Case study

Medicinal scientist — Charlotte Payne

Working for a contract research organisation, Charlotte enjoys the collaborative atmosphere and scientific project work involved in the drug discovery process

How did you get your job?

During the final year of my degree, I applied for the graduate programme at Sygnature Discovery. After completing an assessment day, I received an offer to join the graduate scheme upon completing my degree. I was made a permanent employee of the company following a six-month probationary period.

What's a typical working day like?

In general, I spend most of my day working in the laboratory. This involves setting up reactions, analysing their progress and ensuring the quality of the final compounds. It's crucial to accurately document progress in an electronic notebook at all stages of the process.

In addition to lab work I regularly attend client meetings, during which scientists from Sygnature report to our clients regarding progress that has been made. Many project teams also hold internal meetings frequently for the purposes of problem solving and target assignment, as well as updating the project leader on progress.

Occasionally, my day may also include attending on-site external talks from other industry professionals.

What do you enjoy most about your job?

Working with many scientists who have diverse experiences and extensive knowledge to impart is hugely beneficial to me - I'm able to learn a great deal from them every day. This learning experience is certainly something I appreciate, and the collaborative environment of the company makes it an enjoyable place to work.

What are the challenges?

Chemical reactions do not always work as you might expect, which can be disheartening.

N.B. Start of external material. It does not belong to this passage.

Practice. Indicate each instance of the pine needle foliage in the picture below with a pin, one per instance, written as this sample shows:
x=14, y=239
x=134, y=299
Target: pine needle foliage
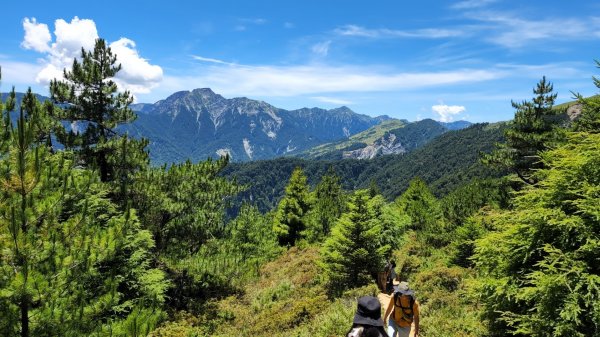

Remaining determined through various failed reactions can be difficult at times and requires patience and perseverance.

Is your degree relevant?

Every day I conduct many of the reactions I learnt about during my degree. I have also been able to transfer skills I developed in the laboratory during my undergraduate degree. Additionally, knowledge of NMR spectroscopy and how to analyse NMR spectra is essential to ensuring quality of compounds.

How has your role developed? What are your career ambitions?

After being made a permanent employee of Sygnature, I started work on a client project in a team of other medicinal chemists. This has given me the opportunity to be more involved in the development of synthetic routes of my target compounds and the quality control of compounds required before they can be sent to undergo biological testing.

Within the next year I hope to become further involved in presenting the teams' progress to the client and designing compounds to be synthesised. In terms of my career ambitions, I hope to continue my development as a medicinal chemist, becoming a senior scientist and project leader in the future.

What advice can you give others wanting to get into medicinal chemistry?

  • Get relevant experience where possible, whether this is a year in industry during your degree, a summer placement undertaking research at your university or work experience shadowing medicinal chemists. All these experiences can be useful in developing skills that you'll need for a job in medicinal chemistry, enhancing your knowledge of the industry and confirming medicinal chemistry is what you would like to do in the future.
  • As well as applying for jobs in more well-known companies in the industry, look for companies in research hubs across the country (such as BioCity in Nottingham), which house small and medium size enterprises (SMEs) in the drug discovery industry.
  • A technical interview often constitutes part of the application process, testing your knowledge of organic chemistry. Therefore, good organic chemistry knowledge and keeping up to date with new developments in synthetic chemistry as described in the literature is essential.